Two weeks ago, The Observer was in a van full of journalists heading back from an exhibition in Connecticut. Outside, the fall foliage was in full color; death, in other words, was everywhere, hanging around resplendent on a clear and unseasonably balmy day, in toniest Connecticut, et in arcadia ego. One of the journalists peered out the window at the leaves, and remarked, of the snowstorm that had hit the East Coast a week before, that it takes just one frost to kill the things. After the frost, they know to die, and change color.
Fast forward to the Guggenheim Museum’s annual gala, last Friday. Outside the museum, the swells were lined up under a light rain. They were there for the afterparty, to see a band play. There was time to peer up and down Fifth Avenue, all along which leaves were falling, mixing with the rain. Once these guests made it past security, had their names checked off and entered the museum, they would be confronted with an installation of Maurizio Cattelan’s work, a retrospective in which every artwork he’s ever made is suspended in the rotunda. Many of them are bodies: the pope, the artist himself. One is a child, hung by its neck, deceased. It’s an exhibition that its curator, Nancy Spector, has described as a “mass execution.”
We’ve taken too long to get to the point, but here we are, it’s the fall, and one of the most significant exhibitions in town is one big memento mori. It is not, however, the most affecting memento mori in town. For that, you have to head to Chelsea, to the Flag Foundation, to see Jane Hammond’s artwork Fallen.
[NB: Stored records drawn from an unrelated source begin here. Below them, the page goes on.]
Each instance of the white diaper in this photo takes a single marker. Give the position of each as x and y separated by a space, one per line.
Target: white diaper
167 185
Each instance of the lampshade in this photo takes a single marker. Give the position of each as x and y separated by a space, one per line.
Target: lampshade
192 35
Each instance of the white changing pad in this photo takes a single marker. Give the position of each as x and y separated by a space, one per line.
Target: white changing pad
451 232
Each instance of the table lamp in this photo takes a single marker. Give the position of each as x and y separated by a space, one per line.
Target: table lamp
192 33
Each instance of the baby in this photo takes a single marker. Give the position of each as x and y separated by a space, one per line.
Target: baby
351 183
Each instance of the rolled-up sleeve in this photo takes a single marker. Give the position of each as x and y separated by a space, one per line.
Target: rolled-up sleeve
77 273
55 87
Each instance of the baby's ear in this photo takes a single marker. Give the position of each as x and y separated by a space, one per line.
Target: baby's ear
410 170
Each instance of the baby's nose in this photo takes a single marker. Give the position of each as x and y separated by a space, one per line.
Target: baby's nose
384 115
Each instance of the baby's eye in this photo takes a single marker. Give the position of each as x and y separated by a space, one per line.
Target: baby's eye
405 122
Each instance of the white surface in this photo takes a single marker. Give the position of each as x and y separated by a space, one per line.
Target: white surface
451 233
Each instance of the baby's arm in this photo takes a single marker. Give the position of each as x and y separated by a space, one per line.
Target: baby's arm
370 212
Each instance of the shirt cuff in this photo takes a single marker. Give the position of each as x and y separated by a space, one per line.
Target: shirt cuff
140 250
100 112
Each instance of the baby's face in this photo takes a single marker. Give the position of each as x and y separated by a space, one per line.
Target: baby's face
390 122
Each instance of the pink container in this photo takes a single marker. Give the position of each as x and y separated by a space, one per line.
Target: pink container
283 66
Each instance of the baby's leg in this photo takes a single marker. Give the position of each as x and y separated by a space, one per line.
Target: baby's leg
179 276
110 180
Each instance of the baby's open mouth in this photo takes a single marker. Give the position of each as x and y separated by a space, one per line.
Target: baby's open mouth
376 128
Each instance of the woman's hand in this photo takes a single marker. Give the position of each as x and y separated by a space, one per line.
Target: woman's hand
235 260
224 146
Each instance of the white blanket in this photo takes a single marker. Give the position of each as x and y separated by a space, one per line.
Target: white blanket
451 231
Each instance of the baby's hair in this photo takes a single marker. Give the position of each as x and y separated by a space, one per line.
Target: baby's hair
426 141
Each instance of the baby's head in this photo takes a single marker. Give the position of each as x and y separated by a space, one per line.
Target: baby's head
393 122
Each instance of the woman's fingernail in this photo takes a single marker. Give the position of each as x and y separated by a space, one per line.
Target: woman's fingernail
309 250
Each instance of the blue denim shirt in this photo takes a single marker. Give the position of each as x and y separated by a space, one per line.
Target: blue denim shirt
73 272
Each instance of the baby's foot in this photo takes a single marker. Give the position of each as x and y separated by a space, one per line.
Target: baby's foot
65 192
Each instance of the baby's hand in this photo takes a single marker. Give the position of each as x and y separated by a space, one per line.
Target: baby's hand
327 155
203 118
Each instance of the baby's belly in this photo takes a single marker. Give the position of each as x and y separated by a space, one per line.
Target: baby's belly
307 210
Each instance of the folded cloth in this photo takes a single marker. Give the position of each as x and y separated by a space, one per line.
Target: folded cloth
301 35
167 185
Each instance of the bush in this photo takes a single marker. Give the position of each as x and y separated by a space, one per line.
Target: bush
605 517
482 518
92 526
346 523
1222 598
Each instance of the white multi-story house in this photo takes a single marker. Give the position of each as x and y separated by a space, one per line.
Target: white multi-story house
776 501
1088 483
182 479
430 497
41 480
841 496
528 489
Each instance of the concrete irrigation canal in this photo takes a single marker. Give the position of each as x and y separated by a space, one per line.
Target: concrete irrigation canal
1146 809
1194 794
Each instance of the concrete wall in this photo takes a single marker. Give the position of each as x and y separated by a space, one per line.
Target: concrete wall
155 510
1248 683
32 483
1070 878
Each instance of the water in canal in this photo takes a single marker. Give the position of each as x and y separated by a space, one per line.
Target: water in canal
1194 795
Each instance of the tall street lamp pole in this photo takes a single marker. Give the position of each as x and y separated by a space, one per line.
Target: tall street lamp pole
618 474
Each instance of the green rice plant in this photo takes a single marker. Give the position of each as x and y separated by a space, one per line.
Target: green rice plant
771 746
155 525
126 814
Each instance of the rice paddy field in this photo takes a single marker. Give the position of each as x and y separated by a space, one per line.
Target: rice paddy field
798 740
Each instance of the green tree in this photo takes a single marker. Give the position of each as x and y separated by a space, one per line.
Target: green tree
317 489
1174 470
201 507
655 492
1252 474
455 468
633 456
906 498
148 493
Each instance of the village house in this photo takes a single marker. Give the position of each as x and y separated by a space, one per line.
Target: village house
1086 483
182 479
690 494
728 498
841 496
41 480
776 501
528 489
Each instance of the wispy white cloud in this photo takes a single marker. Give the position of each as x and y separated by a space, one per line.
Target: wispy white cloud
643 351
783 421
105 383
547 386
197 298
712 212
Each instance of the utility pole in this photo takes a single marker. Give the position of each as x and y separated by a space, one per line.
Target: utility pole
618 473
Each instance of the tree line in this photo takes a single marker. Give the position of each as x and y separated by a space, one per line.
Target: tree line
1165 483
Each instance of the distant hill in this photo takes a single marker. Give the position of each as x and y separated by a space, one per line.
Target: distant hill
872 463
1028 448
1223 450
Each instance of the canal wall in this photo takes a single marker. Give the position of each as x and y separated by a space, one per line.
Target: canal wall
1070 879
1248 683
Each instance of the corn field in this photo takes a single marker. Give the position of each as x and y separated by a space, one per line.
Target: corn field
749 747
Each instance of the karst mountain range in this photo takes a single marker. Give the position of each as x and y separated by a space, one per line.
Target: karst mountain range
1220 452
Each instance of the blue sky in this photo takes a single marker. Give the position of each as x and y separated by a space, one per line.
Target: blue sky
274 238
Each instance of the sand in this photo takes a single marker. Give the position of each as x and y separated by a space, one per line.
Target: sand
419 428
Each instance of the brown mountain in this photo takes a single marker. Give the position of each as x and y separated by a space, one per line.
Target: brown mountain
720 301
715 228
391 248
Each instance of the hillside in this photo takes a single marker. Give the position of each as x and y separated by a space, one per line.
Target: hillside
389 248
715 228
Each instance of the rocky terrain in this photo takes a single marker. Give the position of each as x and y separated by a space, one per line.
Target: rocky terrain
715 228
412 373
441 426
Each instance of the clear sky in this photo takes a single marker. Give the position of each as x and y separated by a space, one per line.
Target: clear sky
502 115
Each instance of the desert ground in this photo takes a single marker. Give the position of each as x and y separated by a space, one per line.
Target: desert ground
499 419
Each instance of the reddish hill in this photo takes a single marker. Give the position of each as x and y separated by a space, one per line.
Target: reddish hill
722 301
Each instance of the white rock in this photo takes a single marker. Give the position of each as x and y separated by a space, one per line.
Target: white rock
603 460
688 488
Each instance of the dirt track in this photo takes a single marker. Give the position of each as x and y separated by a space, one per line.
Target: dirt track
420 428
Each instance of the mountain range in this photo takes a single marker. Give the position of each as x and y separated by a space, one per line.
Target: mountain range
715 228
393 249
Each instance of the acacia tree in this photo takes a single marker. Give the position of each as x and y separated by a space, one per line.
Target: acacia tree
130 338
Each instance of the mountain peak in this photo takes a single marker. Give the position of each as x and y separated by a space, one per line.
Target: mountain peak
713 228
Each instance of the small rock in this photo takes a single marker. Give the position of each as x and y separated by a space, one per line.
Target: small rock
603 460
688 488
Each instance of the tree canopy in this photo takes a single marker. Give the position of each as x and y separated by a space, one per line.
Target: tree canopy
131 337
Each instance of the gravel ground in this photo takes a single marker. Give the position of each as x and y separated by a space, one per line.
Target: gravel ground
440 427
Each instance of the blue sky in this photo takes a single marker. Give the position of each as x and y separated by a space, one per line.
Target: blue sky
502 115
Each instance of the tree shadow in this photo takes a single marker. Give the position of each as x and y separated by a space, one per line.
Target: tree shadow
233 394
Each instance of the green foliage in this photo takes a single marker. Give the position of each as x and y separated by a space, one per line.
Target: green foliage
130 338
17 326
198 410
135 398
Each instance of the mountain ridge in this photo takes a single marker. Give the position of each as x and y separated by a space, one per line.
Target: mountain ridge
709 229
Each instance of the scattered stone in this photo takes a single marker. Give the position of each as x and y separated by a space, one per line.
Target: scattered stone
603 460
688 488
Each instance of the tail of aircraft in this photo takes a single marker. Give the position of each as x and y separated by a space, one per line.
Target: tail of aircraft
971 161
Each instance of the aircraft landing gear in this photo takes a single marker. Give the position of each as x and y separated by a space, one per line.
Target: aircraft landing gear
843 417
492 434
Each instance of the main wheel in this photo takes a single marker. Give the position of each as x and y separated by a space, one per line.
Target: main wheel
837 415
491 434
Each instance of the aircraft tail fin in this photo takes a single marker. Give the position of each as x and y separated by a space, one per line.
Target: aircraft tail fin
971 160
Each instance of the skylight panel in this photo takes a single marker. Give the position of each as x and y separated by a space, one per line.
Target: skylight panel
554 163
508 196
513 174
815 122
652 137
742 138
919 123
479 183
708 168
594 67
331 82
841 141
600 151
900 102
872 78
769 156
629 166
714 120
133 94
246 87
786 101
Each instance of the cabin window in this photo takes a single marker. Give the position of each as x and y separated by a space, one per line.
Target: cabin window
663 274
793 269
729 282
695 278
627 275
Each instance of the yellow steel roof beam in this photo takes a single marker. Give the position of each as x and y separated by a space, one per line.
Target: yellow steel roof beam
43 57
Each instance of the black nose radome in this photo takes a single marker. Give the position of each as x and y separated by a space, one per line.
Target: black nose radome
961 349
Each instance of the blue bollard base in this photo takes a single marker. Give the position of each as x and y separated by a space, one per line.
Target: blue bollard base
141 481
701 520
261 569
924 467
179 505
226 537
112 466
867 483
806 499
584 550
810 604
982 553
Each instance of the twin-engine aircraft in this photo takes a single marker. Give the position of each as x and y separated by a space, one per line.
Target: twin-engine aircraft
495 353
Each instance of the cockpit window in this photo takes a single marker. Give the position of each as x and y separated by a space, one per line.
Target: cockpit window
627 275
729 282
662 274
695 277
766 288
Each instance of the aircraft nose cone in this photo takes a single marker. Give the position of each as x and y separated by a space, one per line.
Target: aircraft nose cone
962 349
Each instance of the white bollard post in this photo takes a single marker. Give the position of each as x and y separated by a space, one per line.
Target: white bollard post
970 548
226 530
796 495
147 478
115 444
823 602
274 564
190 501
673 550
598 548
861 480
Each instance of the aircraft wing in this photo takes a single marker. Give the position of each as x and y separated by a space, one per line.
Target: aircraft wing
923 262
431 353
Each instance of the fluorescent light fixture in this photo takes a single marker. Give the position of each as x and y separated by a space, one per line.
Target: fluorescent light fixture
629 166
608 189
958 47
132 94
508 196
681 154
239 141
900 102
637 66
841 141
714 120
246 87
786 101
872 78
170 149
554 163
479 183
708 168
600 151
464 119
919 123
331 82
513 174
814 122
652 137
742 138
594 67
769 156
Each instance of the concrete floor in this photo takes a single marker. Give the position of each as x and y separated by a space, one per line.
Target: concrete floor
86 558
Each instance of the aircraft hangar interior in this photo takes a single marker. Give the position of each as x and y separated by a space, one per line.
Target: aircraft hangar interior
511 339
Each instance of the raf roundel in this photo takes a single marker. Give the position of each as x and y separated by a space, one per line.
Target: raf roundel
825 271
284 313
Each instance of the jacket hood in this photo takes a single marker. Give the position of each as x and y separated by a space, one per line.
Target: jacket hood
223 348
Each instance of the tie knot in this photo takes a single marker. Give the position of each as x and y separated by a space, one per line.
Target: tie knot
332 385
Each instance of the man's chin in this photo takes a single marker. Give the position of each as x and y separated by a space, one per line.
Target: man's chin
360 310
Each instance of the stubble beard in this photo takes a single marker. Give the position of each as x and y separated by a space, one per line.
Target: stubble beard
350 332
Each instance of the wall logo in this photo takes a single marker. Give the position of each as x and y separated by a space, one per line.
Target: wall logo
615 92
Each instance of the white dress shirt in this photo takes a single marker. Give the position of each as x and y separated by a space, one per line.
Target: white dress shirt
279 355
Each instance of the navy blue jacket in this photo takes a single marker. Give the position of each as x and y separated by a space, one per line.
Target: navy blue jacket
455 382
Fallen is owned by the Whitney Museum, where it first went on view a few years ago, and is on loan to Flag; it is a sculpture of a pile of leaves in fall colors, each a unique inkjet print, each of them inscribed, in black Japanese “sumi” ink, with the name of a U.S. soldier who died in Iraq. The artwork went on view at the Flag Foundation, in Chelsea, in September. While at Flag, the piece gained even greater resonance: late last month, President Obama said he would pull all U.S. troops out of Iraq by the end of this year. At the end of the year, Ms. Hammond’s piece will be deinstalled from the Flag, which has extended its stay. The timing is poignant. The artwork’s date is “2004-ongoing”; Ms. Hammond has been adding leaves over the years since she began the piece. At Flag, it began with 4,455 leaves. Presumably, that “ongoing” may soon change to an exact year.
It is to understate the matter greatly to say that memorializing the dead, particularly the war dead, is no simple task. Among contemporary monuments, Maya Lin’s Vietnam War Memorial comes to mind, and the images of legions of family members lined up and scanning the wall-like structure to find the names of those they mourn. To think about Ms. Hammond’s work in comparison with this is instructive, and perhaps points up the differences between a public memorial and an artwork: to look at Ms. Hammond’s piece is to look down, rather than across; when you do look down you are looking not at something so solid as a marble wall, but rather at something seemingly quite a bit more ephemeral; in order to find your war dead in this pile of leaves, you would have to go rummaging, mixing with these thin and brittle objects. Not to get altogether too morbid, but something else comes to mind: your chances of finding your leaf, among thousands, are narrow. Often the chances of finding a body, an intact body, in a war, are similarly narrow.
But let’s say we descended into these leaves. The metaphorical resonance of the piece becomes greater, wilier, darker, as it recalls the leaves raked into piles so that children can jump into them. Helicopter parents will first sift through the pile for sharp branches; less intrusive ones leave the kids to the fun with little supervision. Life will never be without risk; best to learn that early.